Когда Бегун окончательно пришел в себя, первое, что он увидел, был лик Христа-младенца на бревенчатой стене над тлеющей лампадкой. Сам Бегун лежал на матрасе, набитом соломой, укрытый засаленной шкурой. Рядом лежал истончавший вдвое Рубль с провалившимися, как у покойника, глазами и бородой. Он тоже смотрел на икону.
— Спас Эммануил, — отрапортовал он. — Три тыщи грин. С прибытием, Бегун…
Бегун с трудом приподнялся на локтях и сел, оглядываясь по сторонам. Изба была поделена холщовым застенком. В той половине, где лежали на сдвинутых скамьях они с Левой, была глинобитная беленая печь с горшками и чугунными котлами, с деревянным ухватом, от нее тянулись поверху дощатые полати; на поставцах — подобии этажерки — стояла посуда, резная деревянная и медная: рассольники и ендовы, ковши и еще что-то, чему Бегун не знал названия; высокий светильник: три тонких железных прута для зажимания лучины, и сама лучина тут же на особой полке, наструганная впрок; стол и лавки покрыты полотном с яркой старинной вышивкой, на полу узорные рогожки — похоже было, что дом празднично прибран. В окно, затянутое промасленным холстом вместо стекла, сочились синие сумерки. На второй половине, за отдернутым застенком, видны были еще две скамьи с приголовниками, подвешенная к низкой прокопченной матице резная люлька, самопрялка и простенький ткацкий станок с брошенной на середине работой. Во всем доме не было ни души; с улицы, издалека, глухо доносился протяжный крик — затихал и снова звучал через минуту, будто звали кого-то и ждали ответа.

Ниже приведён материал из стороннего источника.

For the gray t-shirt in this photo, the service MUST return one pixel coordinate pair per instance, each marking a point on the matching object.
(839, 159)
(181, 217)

Бегун встал и обнаружил, что одет в исподнюю холщовую сорочку до колен, с одним только крестом под ней. Тело казалось невесомым, будто полым изнутри, будто осталась от него одна оболочка. Он вдруг увидел, что стол празднично накрыт, и стал жадно есть, не разбирая вкуса, загребая еду руками, обливаясь соком и чавкая. Насытившись и отяжелев, вышел в сени, ступил босыми ногами в меховые сапоги, накинул тяжелый медвежий тулуп и открыл дверь.
Он задохнулся свежим морозным воздухом и встал на пороге, зажмурившись, пережидая, пока пройдет головокружение.

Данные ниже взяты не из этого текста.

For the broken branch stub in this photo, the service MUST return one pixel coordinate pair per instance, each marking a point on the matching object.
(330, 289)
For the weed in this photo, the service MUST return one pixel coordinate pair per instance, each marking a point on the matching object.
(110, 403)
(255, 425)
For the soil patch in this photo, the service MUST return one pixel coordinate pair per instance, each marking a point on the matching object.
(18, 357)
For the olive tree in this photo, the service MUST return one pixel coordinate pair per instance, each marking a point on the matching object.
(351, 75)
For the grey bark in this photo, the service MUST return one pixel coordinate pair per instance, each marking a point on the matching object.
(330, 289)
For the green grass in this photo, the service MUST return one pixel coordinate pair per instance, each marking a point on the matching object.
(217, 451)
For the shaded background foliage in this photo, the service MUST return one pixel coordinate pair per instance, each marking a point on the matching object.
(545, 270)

— Ни хрена себе, думаю… — Левка выполз следом, зябко обняв себя за плечи, изумленно оглядываясь. — Это мы в каком веке?
Под сплошным навесом сосновых лап стояли вросшие в землю избы — Бегун насчитал с десяток, — крытые, как шифером, кусками бересты, низкие, но ладные, с резными наличниками и коньками, крылечками наоборот — со двора вниз в избу. Посредине была бревенчатая церковь с надвратной иконой под стрехой, тоже маленькая — до маковки допрыгнуть можно. Тут и там висели на ветвях прутяные венки, переплетенные красной лентой. Избы были пусты; вдали за деревьями горел костер, на фоне огня мелькали, кружились маленькие человеческие фигурки.